Reminiszenzen eines Altgedienten:

"Systemblind wollte ich nie sein""

19.01.1979

Aufwand und Ertrag der heutigen EDV sind für ihn eine Qualitätsfrage - wie auch seine eigene Arbeit. Er weiß noch von den alten, nicht schreibenden Tabelliermaschinen und von Handlochern. Bis zu seinem 63. Lebensjahr hat er 42 Jahre auf diesem Gebiet gearbeitet. Er kennt die ersten deutschen Volkszählungen und modernste Datenbanktechniken. Jetzt wurde Ludwig Reinhardt für seine über 30jährige Tätigkeit als Dezernatsleiter DV im Niedersächsischen Landesverwaltungsamt Hannover (LVA) mit dem Bundesverdienstkreuz am Bande ausgezeichnet.

Mit dem Jubilar sprach CW-Mitarbeiter Georg Wadehn.

- Herr Reinhardt, über 30 Jahre EDV-Entwicklung in einer großen Landesverwaltung und Sie mitten drin, am Ende gar ein Verdienstorden. Fühlen Sie sich in Pension geschickt?

Im Juli 1978 bin ich durchaus vorbereitet in Pension gegangen. Da habe ich noch meine Programme abgearbeitet" also ein umfangreiches DV-Paket erledigt. Wie Sie sich überzeugen konnten, ist nunmehr unser LVA-Rechenzentrum technisch up to date. Ich konnte mit meinen Mitarbeitern bereits den nächsten Schritt in die Datenfernverarbeitung tun - einschließlich der interaktiven Programmierung.

Damit haben wir meines Erachtens im LVA die vierte Generation in der EDV erreicht: Datenverarbeitung am Arbeitsplatz. Denn die Jumbo-Rechenzentren entlassen jetzt ihre Kinder.

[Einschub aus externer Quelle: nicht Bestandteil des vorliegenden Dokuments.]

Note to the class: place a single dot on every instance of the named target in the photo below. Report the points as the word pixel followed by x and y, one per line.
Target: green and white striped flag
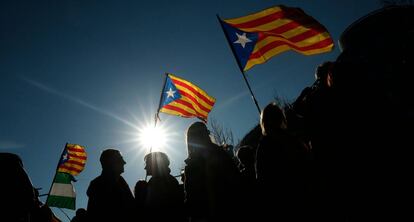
pixel 71 163
pixel 62 194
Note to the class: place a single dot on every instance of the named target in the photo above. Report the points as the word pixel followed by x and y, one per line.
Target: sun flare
pixel 154 138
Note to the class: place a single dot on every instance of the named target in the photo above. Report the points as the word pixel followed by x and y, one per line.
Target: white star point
pixel 170 93
pixel 242 39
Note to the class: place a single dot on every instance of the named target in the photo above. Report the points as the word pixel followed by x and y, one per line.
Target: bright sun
pixel 152 137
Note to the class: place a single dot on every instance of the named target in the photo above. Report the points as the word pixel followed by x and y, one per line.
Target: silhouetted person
pixel 17 194
pixel 248 184
pixel 281 169
pixel 81 216
pixel 247 157
pixel 374 89
pixel 211 178
pixel 110 198
pixel 161 198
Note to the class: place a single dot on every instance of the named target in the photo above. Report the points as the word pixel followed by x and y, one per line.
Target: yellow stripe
pixel 211 99
pixel 254 16
pixel 74 173
pixel 75 146
pixel 78 160
pixel 266 56
pixel 306 42
pixel 317 51
pixel 268 26
pixel 195 106
pixel 77 153
pixel 75 166
pixel 198 99
pixel 281 49
pixel 172 112
pixel 186 108
pixel 192 111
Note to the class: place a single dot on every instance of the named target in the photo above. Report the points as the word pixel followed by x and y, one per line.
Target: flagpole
pixel 57 167
pixel 158 112
pixel 159 104
pixel 240 67
pixel 64 213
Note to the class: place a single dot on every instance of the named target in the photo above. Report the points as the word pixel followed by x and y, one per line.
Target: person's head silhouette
pixel 272 118
pixel 246 155
pixel 112 161
pixel 157 163
pixel 198 137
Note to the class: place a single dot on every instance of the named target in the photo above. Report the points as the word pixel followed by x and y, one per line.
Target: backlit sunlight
pixel 154 138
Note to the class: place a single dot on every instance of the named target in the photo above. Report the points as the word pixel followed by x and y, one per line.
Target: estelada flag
pixel 62 192
pixel 257 37
pixel 73 159
pixel 183 98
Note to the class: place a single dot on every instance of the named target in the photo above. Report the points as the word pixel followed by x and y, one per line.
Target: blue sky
pixel 90 72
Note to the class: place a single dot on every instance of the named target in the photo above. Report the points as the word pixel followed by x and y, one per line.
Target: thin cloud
pixel 76 100
pixel 4 144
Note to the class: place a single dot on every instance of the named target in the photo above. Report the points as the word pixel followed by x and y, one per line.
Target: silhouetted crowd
pixel 339 152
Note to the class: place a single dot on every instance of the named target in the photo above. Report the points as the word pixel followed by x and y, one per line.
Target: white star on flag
pixel 242 39
pixel 170 93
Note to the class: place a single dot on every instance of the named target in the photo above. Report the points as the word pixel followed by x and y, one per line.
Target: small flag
pixel 257 37
pixel 72 162
pixel 62 194
pixel 182 98
pixel 73 159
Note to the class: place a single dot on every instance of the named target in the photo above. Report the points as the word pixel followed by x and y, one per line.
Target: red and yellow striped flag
pixel 73 159
pixel 257 37
pixel 182 98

So habe ich die Nabelschnur gekappt und einer neuen Generation von DVIern Platz gemacht - für den Weg zu immer etwas Neuem.

- 30 Jahre LVA-DV, das ist im wesentlichen die Geschichte eines einzigen Herstellers von Datenverarbeitungsanlagen. Sind Sie IBMer?

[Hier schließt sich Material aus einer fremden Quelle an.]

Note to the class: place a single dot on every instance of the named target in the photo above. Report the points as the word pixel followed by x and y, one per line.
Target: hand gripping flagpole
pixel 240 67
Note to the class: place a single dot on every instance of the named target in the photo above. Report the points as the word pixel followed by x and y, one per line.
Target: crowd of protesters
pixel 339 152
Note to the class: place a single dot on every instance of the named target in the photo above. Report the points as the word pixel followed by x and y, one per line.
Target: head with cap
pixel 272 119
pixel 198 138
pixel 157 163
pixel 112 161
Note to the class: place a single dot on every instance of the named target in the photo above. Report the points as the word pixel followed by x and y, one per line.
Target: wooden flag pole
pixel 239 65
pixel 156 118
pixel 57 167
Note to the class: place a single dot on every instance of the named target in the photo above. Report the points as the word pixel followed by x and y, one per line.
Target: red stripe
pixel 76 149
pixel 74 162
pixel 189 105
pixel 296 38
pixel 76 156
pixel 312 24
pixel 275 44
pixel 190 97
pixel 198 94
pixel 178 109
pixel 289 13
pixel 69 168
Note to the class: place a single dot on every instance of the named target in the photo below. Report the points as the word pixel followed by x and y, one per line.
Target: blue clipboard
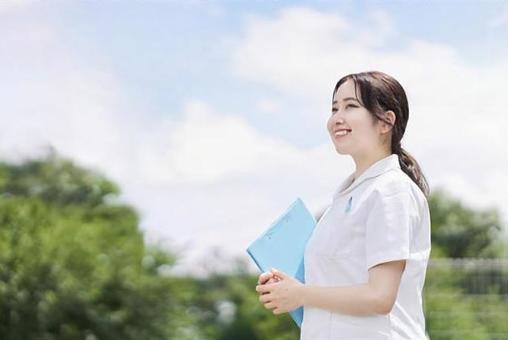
pixel 282 246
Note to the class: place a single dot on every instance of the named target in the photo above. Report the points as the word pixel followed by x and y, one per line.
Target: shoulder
pixel 392 182
pixel 397 187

Ja und nein, Zum einen prägt so eine langjährige Zusammenarbeit natürlich. Zum anderen aber wäre eine etwaige Abhängigkeit für die Entwicklung des RZ negativ gewesen. Systemblind wollte ich nie sein.

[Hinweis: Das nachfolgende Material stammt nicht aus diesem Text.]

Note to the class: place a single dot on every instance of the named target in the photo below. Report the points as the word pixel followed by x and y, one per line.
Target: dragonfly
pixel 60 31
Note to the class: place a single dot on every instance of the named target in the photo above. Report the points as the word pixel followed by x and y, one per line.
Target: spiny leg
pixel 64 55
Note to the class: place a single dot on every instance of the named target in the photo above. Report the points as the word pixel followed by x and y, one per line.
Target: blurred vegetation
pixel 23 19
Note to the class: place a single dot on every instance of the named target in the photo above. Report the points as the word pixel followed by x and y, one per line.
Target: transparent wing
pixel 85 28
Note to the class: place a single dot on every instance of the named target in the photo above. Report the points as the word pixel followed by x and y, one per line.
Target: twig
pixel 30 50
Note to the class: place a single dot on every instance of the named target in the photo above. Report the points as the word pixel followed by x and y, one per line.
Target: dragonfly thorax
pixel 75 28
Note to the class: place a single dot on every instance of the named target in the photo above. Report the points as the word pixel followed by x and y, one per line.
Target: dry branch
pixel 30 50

Wenn Sie so wollen, bin ich Hollerither Und geprägt worden bin ich durch die IBM zweifelsfrei, kenne heute fast jede Maschine, das angebotene Programm, und sehe dieses Unternehmen schon ein wenig als Maßstab für eine kundengerechte Entwicklung in der Datenverarbeitung.

Dabei darf ich doch eines anfügen: Die Maschinen neueren Datums, die das Rechenzentrum auch hat, sind von Siemens. Sie paßten sich den gestellten Aufgaben und den vorhandenen Systemen durch ihre Emulation besonders gut an. Da wäre Blindheit sicherlich falsch am Platze gewesen.

- Kommt man als DV-Praktiker - vor dem Hintergrund von drei Computergenerationen. Kompetenzgerangel, US-Einflüssen und allen möglichen Multi-Fragen - mit den Politikern und den Finanzspezialisten klar?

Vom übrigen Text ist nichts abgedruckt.